On Tue, Apr 14, 2015 at 7:36 AM, Scott Chamberlain <notifications@github.com

wrote:

@ashander https://github.com/ashander Agree that this task view needs splitting.

@leeper https://github.com/leeper I like that proposed summary paragraph - I think we have some of that, but could use more for sure.

If it sounds like the listicle of packages part of this repo should be split off, I don't think that needs to be a task view per se - it could just be a github repo and not get sent to cran. Maybe even a gh-pages site.

I agree with @leeper https://github.com/leeper that it's blurry distinction between services and data sources. Though if we put the 2nd half in a separate repo, we could attempt to split those at least somewhat, or have tags or something like that to support the venn diagram nature of the packages.
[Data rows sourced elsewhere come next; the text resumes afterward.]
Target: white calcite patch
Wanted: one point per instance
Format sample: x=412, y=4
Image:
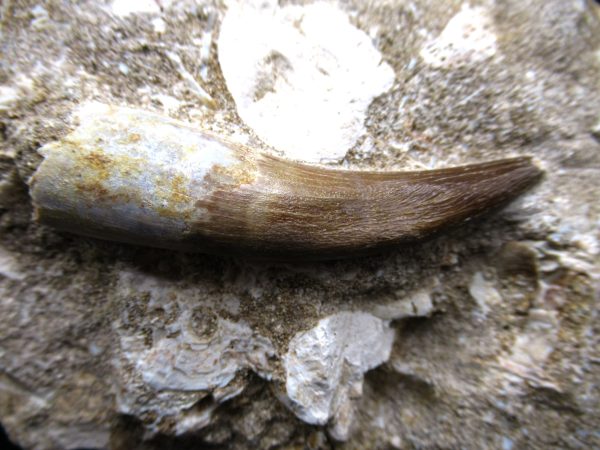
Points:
x=124, y=8
x=301, y=76
x=467, y=38
x=195, y=350
x=325, y=367
x=9, y=266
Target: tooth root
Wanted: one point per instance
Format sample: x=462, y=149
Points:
x=133, y=176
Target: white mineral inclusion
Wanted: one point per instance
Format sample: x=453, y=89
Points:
x=325, y=365
x=301, y=76
x=468, y=37
x=159, y=144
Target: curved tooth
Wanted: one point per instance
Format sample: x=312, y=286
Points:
x=133, y=176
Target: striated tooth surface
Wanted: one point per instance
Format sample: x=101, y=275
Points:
x=138, y=177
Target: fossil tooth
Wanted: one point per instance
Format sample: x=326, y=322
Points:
x=134, y=176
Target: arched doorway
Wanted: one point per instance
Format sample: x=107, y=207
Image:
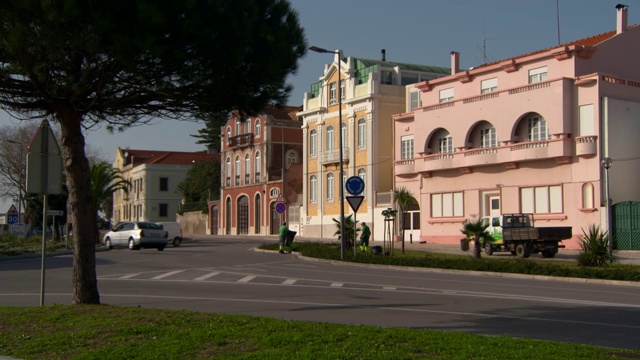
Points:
x=227, y=225
x=214, y=219
x=274, y=219
x=258, y=214
x=243, y=215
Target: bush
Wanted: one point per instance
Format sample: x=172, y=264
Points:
x=594, y=245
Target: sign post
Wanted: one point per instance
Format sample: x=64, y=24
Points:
x=44, y=176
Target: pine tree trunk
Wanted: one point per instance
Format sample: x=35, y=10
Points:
x=84, y=231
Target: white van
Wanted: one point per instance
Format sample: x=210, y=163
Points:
x=175, y=231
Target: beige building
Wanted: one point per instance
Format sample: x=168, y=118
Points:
x=154, y=176
x=372, y=91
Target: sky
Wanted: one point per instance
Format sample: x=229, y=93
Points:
x=411, y=31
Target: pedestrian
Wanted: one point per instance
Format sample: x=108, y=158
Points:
x=364, y=237
x=284, y=231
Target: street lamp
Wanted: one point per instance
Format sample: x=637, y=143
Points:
x=343, y=239
x=20, y=185
x=606, y=164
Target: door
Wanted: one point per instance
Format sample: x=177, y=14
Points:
x=625, y=219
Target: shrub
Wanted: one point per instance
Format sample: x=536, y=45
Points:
x=594, y=245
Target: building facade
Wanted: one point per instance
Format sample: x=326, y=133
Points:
x=371, y=91
x=261, y=172
x=154, y=177
x=525, y=134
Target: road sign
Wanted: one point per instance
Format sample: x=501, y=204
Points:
x=12, y=219
x=354, y=185
x=44, y=163
x=354, y=202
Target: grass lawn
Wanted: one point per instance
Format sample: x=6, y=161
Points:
x=110, y=332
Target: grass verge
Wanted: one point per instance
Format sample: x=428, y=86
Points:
x=109, y=332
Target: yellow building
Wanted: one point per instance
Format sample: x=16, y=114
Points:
x=372, y=91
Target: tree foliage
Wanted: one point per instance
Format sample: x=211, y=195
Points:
x=477, y=232
x=123, y=62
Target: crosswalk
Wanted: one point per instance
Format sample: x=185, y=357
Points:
x=219, y=276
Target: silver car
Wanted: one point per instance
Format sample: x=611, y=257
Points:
x=136, y=235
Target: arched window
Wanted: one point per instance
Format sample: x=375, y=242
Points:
x=237, y=170
x=537, y=128
x=330, y=186
x=362, y=174
x=258, y=128
x=313, y=189
x=313, y=145
x=227, y=171
x=258, y=167
x=247, y=169
x=587, y=196
x=345, y=140
x=292, y=158
x=330, y=141
x=362, y=134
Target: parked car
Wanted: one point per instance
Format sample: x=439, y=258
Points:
x=175, y=231
x=136, y=235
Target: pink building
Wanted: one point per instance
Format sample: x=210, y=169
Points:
x=528, y=134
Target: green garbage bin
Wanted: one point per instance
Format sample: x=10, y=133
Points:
x=464, y=244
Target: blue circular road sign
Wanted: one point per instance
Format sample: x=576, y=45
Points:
x=354, y=185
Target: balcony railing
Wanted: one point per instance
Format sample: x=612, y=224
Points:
x=241, y=140
x=558, y=149
x=333, y=156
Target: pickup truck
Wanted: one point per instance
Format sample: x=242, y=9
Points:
x=517, y=234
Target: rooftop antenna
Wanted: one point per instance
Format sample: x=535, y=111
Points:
x=558, y=18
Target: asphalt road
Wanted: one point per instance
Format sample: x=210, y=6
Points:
x=226, y=275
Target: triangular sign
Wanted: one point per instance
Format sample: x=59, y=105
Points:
x=354, y=202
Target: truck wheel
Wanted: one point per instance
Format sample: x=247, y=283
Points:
x=523, y=251
x=548, y=253
x=488, y=249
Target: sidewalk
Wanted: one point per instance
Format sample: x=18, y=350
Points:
x=629, y=257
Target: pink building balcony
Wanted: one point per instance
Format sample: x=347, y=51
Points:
x=559, y=149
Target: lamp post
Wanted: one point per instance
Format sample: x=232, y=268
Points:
x=20, y=185
x=606, y=164
x=343, y=239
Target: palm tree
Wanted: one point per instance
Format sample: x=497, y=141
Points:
x=477, y=231
x=403, y=199
x=349, y=228
x=105, y=180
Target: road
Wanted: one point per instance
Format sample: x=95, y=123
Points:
x=229, y=276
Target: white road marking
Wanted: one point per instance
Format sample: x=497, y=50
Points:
x=206, y=276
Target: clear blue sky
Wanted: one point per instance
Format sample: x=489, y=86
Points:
x=411, y=31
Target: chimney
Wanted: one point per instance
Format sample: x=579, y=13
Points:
x=621, y=23
x=455, y=62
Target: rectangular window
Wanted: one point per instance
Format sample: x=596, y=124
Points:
x=362, y=134
x=446, y=95
x=414, y=100
x=489, y=85
x=164, y=184
x=445, y=145
x=163, y=210
x=541, y=199
x=488, y=138
x=406, y=147
x=332, y=93
x=587, y=124
x=537, y=75
x=447, y=205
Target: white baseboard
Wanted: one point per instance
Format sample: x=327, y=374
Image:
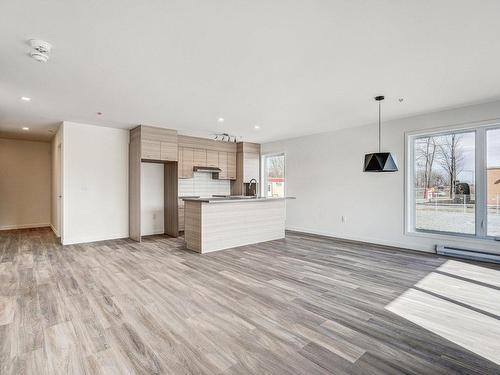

Particularly for users attempting to discover ways of accessing machine-readable data through R

@ashander https://github.com/ashander how can this be made easier? good enough to have a list of them with short description? or something else

— Reply to this email directly or view it on GitHub https://github.com/ropensci/webservices/issues/205#issuecomment-92880902 .

sckott commented 9 years ago

want to chime in @karthik @cboettig - no worries if no opinion on this

cboettig commented 9 years ago

Great discussion, I think @ashander makes some very good points about the value of splitting things up. I think the split into data vs tech is reasonable. I like @leeper 's suggestions about better descriptive text as well.

I do agree that some packages, like twitteR, are very much in both camps -- web tech from the perspective of posting information to a particular service, but data from the perspective of scraping a given pool of open data. No problem: I suggest such packages be listed in both -- CRAN taskviews are focused on tasks after all, and this means some packages already appear in multiple taskviews.

Do you need CRAN's blessing to split the taskview?

sckott commented 9 years ago

Do you need CRAN's blessing to split the taskview?

I can ask, i imagine it's no problem

karthik commented 9 years ago

Is it really worth splitting the task view itself as opposed to organizing it better?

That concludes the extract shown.